Smart Mobile Video Cropping for find-scene
When building find-scene, one of the most frustrating problems we encountered was sharing horizontal video clips to mobile devices. On platforms like TikTok or Instagram Reels, users expect videos to fill the vertical 9:16 screen. But if you just arbitrarily slice the center out of a 16:9 movie scene, you almost always cut off the most important part of the shot—characters talking on the side, a car driving across the screen, or key details hidden in the margins.
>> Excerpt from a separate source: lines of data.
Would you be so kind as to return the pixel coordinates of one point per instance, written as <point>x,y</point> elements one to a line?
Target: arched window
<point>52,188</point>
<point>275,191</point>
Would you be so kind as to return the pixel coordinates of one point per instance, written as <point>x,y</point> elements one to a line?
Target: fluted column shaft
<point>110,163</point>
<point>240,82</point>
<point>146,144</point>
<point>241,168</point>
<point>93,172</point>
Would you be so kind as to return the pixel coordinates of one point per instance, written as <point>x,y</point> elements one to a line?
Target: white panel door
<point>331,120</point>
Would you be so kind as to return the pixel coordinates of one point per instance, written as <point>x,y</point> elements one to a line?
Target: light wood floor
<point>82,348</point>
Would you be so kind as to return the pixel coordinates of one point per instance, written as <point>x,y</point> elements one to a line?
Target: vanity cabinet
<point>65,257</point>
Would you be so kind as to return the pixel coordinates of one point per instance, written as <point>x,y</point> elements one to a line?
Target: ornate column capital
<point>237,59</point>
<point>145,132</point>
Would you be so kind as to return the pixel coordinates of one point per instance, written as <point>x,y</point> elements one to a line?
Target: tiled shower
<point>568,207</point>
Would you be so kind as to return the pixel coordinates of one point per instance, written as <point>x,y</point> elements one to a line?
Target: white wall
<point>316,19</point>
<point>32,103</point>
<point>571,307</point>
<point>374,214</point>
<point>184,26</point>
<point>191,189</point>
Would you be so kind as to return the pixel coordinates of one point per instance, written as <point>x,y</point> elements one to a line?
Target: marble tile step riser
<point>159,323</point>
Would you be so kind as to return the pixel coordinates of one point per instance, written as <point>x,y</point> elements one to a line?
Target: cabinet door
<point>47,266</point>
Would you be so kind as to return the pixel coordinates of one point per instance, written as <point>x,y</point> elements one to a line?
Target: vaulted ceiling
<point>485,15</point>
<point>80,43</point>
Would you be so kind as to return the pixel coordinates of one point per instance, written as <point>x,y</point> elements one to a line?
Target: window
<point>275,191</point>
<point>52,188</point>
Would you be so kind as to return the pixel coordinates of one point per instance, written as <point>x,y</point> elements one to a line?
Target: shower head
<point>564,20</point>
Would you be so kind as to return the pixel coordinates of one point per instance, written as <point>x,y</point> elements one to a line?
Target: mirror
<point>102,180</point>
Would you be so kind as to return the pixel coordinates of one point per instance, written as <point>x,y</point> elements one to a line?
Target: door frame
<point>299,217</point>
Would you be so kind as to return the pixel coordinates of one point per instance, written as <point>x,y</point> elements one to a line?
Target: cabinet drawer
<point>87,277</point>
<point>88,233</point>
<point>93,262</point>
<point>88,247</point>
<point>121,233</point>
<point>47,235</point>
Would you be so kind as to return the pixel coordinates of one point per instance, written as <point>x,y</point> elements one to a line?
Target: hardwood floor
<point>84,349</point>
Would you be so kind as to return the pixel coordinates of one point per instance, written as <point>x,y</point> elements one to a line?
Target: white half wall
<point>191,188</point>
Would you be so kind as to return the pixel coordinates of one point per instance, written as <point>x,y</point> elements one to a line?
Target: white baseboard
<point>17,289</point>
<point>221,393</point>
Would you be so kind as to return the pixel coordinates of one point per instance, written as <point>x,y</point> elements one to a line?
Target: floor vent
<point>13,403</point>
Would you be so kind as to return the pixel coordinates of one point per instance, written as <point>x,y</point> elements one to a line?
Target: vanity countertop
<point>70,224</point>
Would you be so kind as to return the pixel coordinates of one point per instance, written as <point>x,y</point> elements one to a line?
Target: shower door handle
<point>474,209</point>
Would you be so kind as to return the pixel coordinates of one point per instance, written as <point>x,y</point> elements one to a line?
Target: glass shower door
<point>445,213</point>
We needed a way to intelligently detect where the "action" or "information" was and dynamically pan our 9:16 crop window to follow it. This post is a technical survey of how we achieved this using low-res proxy analysis, future gravity motion tracking, and seam carving.
The Strategy
Processing full-resolution video in real-time is computationally prohibitive for a quick bot response. Our first step is to quickly extract a low-resolution proxy of the video: we use ffmpeg to pull raw grayscale frames at 160x90 resolution at just 5 frames per second.
This proxy provides a lightweight matrix of pixel data. Armed with this, we compute a Heuristic Fast-Pass to categorize the scene into one of three buckets:
- Information-heavy: The scene is fairly static, but has significant off-center detail (like an asymmetrical shot of two people talking).
- Movement-heavy: The scene contains concentrated bursts of motion that travel across the screen.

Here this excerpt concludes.